En 1937, cuando tenía 16 años, el afamado director Sergei Koussevitzky descubrió la calidad vocal de Alfredo Arnoldo Cocozza. Esto le abrió las puertas del estudio y de la actuación profesional. Adoptó entonces, como una forma de desagravio y de hacerla triunfar a través de él, el nombre de su madre: Mario (por María) Lanza. El éxito a lo grande y verdaderamente fulgurante de Mario Lanza llegó en 1951 con la película The Great Caruso en la que interpretó al magnífico tenor italiano muerto en 1921, el mismo año en el que nació Lanza. La cinta ganó 19 millones de dólares en el primer año, algo excepcional para esa época. De aquí en adelante su carrera fue una apoteosis de logros cinematográficos, teatrales y disqueros.

Pero el éxito duraría poco. La tendencia a ganar peso –su compulsiva hiperfagia y sus posteriores dietas eran antológicas–, las inseguridades personales, el mal manejo de su economía y una marcada tendencia a la depresión, lo arrastraron al alcoholismo. Esto y el rechazo de los productores a contratarlo debido a su corpulencia (se ha discutido si disminuyó su calidad vocal) comenzaron a minar su salud y su carrera.

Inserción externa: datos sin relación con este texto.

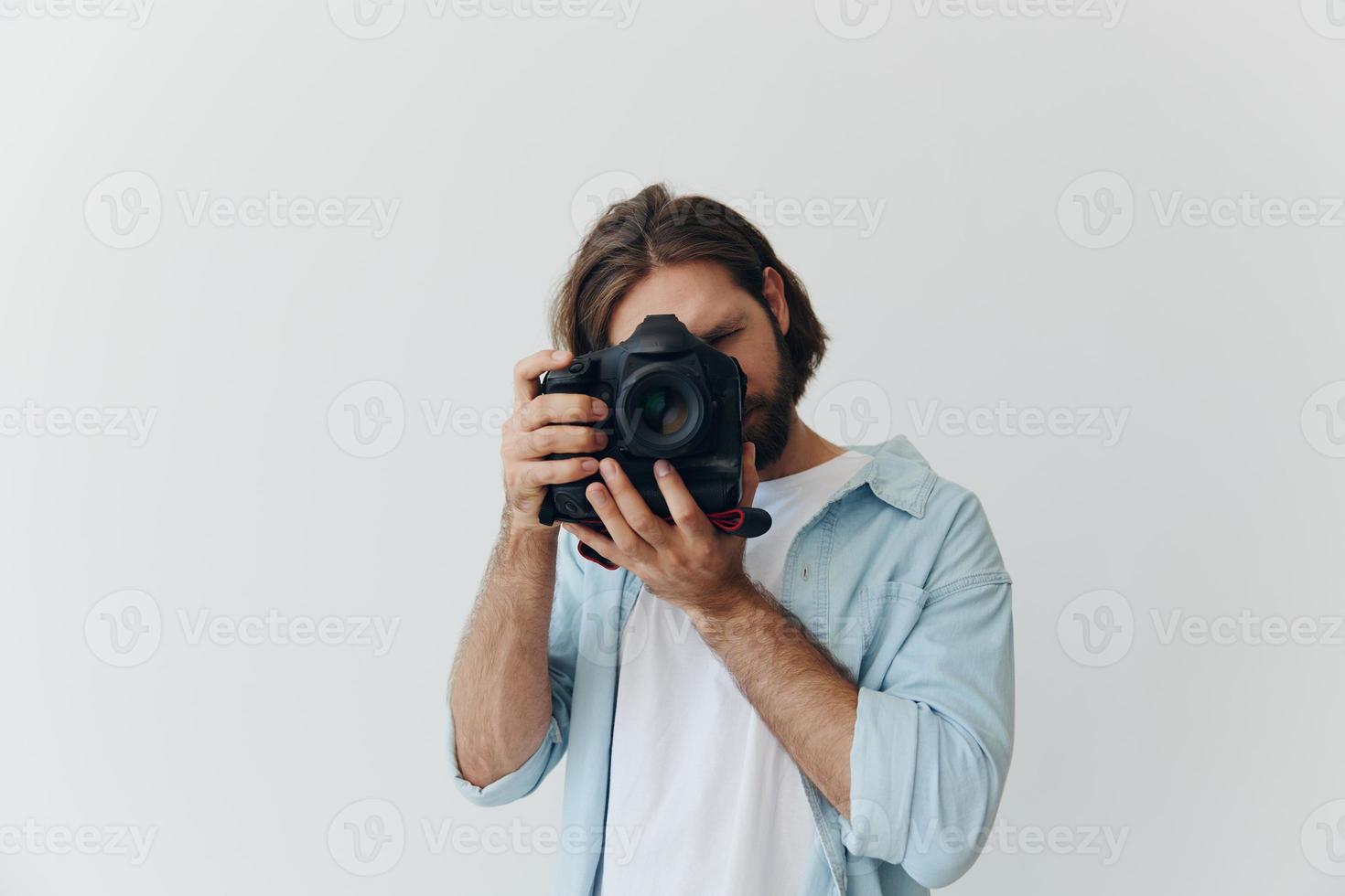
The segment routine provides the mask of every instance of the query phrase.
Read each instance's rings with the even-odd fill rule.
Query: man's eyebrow
[[[741,329],[744,322],[746,322],[746,317],[744,314],[734,314],[728,320],[720,321],[703,333],[697,333],[697,336],[705,343],[713,343],[717,339],[728,336],[736,329]]]

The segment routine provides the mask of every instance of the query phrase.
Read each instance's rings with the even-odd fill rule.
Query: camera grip
[[[765,535],[771,531],[771,514],[761,508],[729,508],[728,510],[720,510],[718,513],[705,514],[710,523],[714,524],[720,532],[725,535],[736,535],[740,539],[755,539],[759,535]],[[671,523],[671,517],[664,517]],[[603,525],[601,520],[584,520],[584,524],[592,527],[607,535],[607,527]],[[592,560],[604,570],[615,570],[616,564],[604,557],[601,553],[584,544],[578,543],[580,556],[585,560]]]

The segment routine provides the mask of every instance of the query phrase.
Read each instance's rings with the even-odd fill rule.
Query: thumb
[[[752,500],[756,497],[756,486],[761,481],[761,477],[756,472],[756,445],[753,442],[742,443],[742,497],[738,501],[738,506],[752,506]]]

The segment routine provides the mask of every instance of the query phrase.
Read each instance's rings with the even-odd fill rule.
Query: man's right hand
[[[597,472],[592,457],[547,461],[547,454],[588,454],[607,446],[607,434],[593,426],[607,416],[603,402],[574,392],[541,394],[542,373],[564,369],[573,360],[572,352],[547,349],[514,365],[514,415],[504,422],[500,442],[511,529],[550,529],[537,519],[546,486]]]

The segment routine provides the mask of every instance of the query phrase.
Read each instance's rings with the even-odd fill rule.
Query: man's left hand
[[[671,463],[659,459],[654,465],[671,523],[650,510],[616,461],[604,458],[600,472],[603,482],[589,485],[585,496],[608,533],[566,523],[565,529],[580,541],[638,575],[652,594],[693,618],[728,610],[752,590],[742,568],[745,541],[710,523]],[[745,442],[740,506],[752,506],[757,481],[756,446]]]

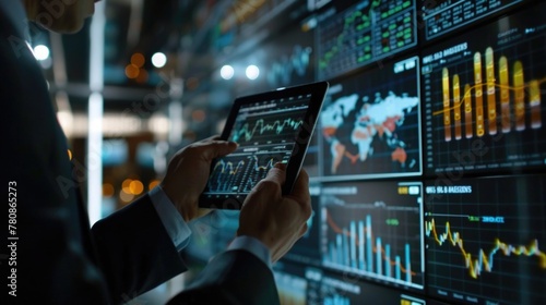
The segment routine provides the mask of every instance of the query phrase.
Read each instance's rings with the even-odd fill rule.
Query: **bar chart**
[[[382,282],[423,289],[420,183],[375,184],[323,191],[336,195],[323,196],[322,263]],[[384,197],[366,200],[378,193]]]

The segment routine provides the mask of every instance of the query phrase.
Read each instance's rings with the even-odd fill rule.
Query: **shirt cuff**
[[[245,249],[256,255],[263,264],[271,269],[271,253],[270,249],[258,239],[251,236],[237,236],[227,247],[230,249]]]
[[[190,228],[159,185],[150,191],[149,195],[175,247],[178,252],[182,251],[190,241]]]

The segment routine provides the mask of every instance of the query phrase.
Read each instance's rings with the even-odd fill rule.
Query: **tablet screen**
[[[297,176],[317,118],[317,106],[310,106],[322,103],[324,94],[288,90],[237,99],[222,138],[239,146],[213,162],[200,205],[217,207],[228,198],[242,203],[276,162],[287,164],[287,176]]]

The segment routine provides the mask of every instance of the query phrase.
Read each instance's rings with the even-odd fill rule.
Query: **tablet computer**
[[[213,160],[200,207],[240,209],[276,162],[286,164],[283,194],[289,194],[328,87],[328,82],[318,82],[236,98],[221,138],[239,146]]]

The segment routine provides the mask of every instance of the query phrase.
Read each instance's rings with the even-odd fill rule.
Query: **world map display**
[[[414,125],[408,115],[417,117],[418,105],[418,97],[393,91],[384,97],[355,93],[334,99],[320,117],[324,174],[385,174],[418,168],[418,141],[405,138]]]

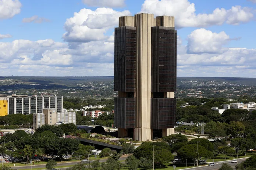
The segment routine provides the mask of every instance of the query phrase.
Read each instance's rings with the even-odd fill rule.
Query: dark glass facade
[[[135,98],[115,98],[115,126],[123,129],[135,127],[136,99]]]
[[[136,28],[115,29],[114,90],[135,92]]]
[[[174,27],[151,27],[152,92],[176,91],[177,40]]]
[[[151,98],[151,128],[174,128],[176,105],[176,98]]]

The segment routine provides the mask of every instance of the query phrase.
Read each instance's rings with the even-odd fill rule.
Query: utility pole
[[[198,159],[199,159],[199,153],[198,153],[198,160],[197,160],[197,164],[198,164]]]
[[[154,145],[153,145],[153,170],[154,169]]]
[[[225,145],[226,147],[226,154],[225,154],[225,161],[227,161],[227,136],[225,136],[225,138],[226,139],[226,142],[225,143]]]

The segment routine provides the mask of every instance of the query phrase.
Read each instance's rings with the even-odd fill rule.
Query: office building
[[[62,112],[63,97],[37,97],[13,95],[9,97],[9,114],[42,113],[44,108]]]
[[[57,122],[57,114],[55,109],[43,109],[43,113],[45,115],[45,125],[53,125]]]
[[[34,113],[33,114],[33,129],[35,129],[45,124],[45,114]]]
[[[7,95],[0,95],[0,116],[8,114],[8,99]]]
[[[177,31],[173,16],[119,17],[115,29],[114,126],[119,137],[151,140],[174,133]]]

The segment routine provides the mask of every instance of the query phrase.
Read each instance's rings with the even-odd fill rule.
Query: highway
[[[245,160],[245,159],[246,159],[247,158],[243,158],[243,159],[238,159],[238,163],[241,163],[243,161]],[[228,160],[226,162],[226,163],[228,163],[228,164],[229,165],[230,165],[234,169],[235,167],[235,166],[236,165],[237,165],[237,163],[231,163],[231,162],[232,160]],[[222,165],[222,163],[223,163],[224,162],[216,162],[215,163],[215,165],[214,166],[199,166],[198,167],[198,170],[217,170],[219,168],[220,168]],[[197,170],[197,167],[195,167],[195,168],[188,168],[186,169],[188,169],[188,170]]]
[[[124,160],[126,159],[127,156],[122,156],[120,158],[119,158],[119,160],[120,161]],[[103,162],[107,161],[106,159],[104,159],[100,160],[100,162]],[[79,161],[75,162],[63,162],[63,163],[58,163],[57,166],[72,166],[77,164],[79,163]],[[32,168],[43,168],[45,167],[45,165],[32,165]],[[13,166],[10,167],[12,169],[30,169],[31,166],[29,165],[28,166]],[[55,167],[55,168],[58,169],[65,170],[67,169],[66,168],[58,168],[58,166]]]

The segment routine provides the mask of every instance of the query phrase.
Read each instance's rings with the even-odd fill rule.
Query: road
[[[125,160],[127,158],[127,156],[122,156],[120,158],[119,158],[119,160],[120,161]],[[107,161],[107,159],[104,159],[100,160],[100,162],[103,162]],[[72,166],[72,165],[76,165],[79,163],[79,161],[75,162],[63,162],[63,163],[58,163],[58,166]],[[43,168],[45,167],[45,165],[32,165],[32,168]],[[12,169],[30,169],[31,166],[13,166],[10,167]],[[58,167],[56,167],[57,169],[62,170],[65,170],[67,169],[66,168],[58,168]]]
[[[246,159],[247,158],[243,158],[243,159],[239,159],[238,160],[238,163],[241,163],[243,161],[245,160],[245,159]],[[228,164],[234,168],[235,168],[235,166],[236,165],[237,165],[237,163],[231,163],[231,160],[228,160],[226,162],[228,163]],[[201,167],[198,167],[198,170],[217,170],[220,168],[222,166],[222,164],[224,162],[217,162],[215,163],[215,165],[214,166],[201,166]],[[189,169],[189,170],[197,170],[197,167],[195,167],[195,168],[190,168],[188,169],[188,168],[187,169]]]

La caída definitiva comenzó en 1955 durante la filmación de Serenade, en la que Lanza compartía cartelera con Sara Montiel y Joan Fontaine. Se le requirió que bajara de peso y se le amenazó con buscar otro actor. El papel en la producción El príncipe estudiante, para la que ya había grabado la banda sonora (se sigue vendiendo hoy) le fue retirado. Lanza, herido y deprimido, se fue a Europa y trató de abandonar el cine para dedicarse solamente a los escenarios operísticos. Pero no lo logró.

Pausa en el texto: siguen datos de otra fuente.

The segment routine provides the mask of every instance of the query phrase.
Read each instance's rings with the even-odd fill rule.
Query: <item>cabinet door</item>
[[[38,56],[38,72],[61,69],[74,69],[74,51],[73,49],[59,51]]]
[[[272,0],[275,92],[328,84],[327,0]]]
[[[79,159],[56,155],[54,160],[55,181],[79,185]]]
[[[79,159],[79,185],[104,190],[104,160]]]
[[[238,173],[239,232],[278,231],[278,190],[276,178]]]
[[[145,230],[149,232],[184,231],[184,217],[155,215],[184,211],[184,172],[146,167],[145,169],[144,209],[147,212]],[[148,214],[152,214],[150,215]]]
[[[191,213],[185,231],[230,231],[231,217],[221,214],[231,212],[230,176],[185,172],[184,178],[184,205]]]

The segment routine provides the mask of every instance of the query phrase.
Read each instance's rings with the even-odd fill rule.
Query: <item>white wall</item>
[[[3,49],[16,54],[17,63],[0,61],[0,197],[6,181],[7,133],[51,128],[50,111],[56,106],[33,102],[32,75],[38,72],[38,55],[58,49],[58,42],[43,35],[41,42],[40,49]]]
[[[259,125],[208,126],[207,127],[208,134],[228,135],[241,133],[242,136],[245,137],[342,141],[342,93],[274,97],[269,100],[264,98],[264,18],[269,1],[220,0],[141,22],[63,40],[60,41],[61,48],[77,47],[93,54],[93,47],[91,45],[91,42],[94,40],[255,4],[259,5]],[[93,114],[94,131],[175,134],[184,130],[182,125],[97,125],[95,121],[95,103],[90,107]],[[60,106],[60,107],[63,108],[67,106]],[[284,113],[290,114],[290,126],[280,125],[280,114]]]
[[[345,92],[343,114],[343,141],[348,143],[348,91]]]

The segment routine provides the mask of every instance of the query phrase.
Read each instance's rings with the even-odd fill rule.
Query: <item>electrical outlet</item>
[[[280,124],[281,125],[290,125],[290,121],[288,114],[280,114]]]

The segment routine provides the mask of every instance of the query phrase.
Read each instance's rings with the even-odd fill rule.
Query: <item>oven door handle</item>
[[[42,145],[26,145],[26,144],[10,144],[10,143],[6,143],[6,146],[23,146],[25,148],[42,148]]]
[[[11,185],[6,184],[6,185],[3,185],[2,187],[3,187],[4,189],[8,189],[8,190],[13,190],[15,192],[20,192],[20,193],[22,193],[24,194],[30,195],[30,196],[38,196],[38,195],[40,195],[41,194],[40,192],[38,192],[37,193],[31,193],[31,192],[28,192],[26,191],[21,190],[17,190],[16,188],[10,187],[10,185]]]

Desde 1954 comenzó a padecer de diabetes mellitus tipo II, hipertensión arterial severa, daño hepático y flebitis. Es probable que sufriera de trastornos tiroideos debido a repetidas dietas “científicas” con hormonas. En abril de 1959, pesando unas 270 libras, sufrió un infarto del miocardio. Seis meses después padeció otro aún mayor y probablemente un tercero acompañado de arritmias severas. Fue ingresado en una clínica de Roma, y sufrió una neumonía bilateral y un episodio tromboembólico pulmonar que lo mató en octubre de ese mismo año. Tenía solo 38 años.

Su viuda, Betty Cocozza, regresó a Holywood con sus 4 hijos y seis meses después se suicidó con barbitúricos. Marc Cocozza, el más joven de los dos varones de la pareja, murió en 1993, con 37 años, de un ataque al corazón. Seis años más tarde murió atropellada Colleen, la hija mayor. El otro varón, Damon, murió de 55 años de un infarto al miocardio.

Luciano Pavarotti, Plácido Domingo, Leo Nucci y José Carreras, entre otros, han asegurado repetidamente que fue Mario Lanza quien les enseñó a amar la ópera. Él, sin duda, les abrió el camino.